There's no word on engines but we do know that it will be mounted in the middle for optimum performance.
Boo, hiss. You must know something about power and stuff...
Well, the most recent Alpine A110-50 concept was powered by the stonking V6 from the Renault Mégane Trophy race car, but industry insiders believe a production version would use a much more sensible unit in order to adhere to the lightweight/low-power mantra of the original cars.
That's a bit boring, isn't it?
If you're only interested in hypercars that develop in excess of 800bhp, you will be bored to tears. But combine the 250bhp 2.0-litre unit from Renault's current hot hatch range with rear-wheel-drive and razor-sharp handling and you have the recipe for a very exciting little machine.

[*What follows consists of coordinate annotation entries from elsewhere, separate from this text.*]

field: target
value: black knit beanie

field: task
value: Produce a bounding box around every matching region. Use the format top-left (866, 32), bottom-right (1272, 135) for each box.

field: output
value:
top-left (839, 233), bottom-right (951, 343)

Aren't there enough of those kind of cars around already?
You can never have too many fizzy little sports cars, but you sort of have a point. Porsche has the all-conquering Cayman, Alfa Romeo will sell you a 4C, Audi's new TT is brilliant and Lotus has an entire showroom filled with rivals. But hey, it looks cool, doesn't it?
Yeah it looks nice, but it will have to be priced keenly if it is to succeed...
Crikey, have you just digested a car mag or something? Expect Alpine to charge somewhere between £30,000-£50,000 (upwards of ₹30-50 lacs) for its road-going model. A big ask for an unproven marque.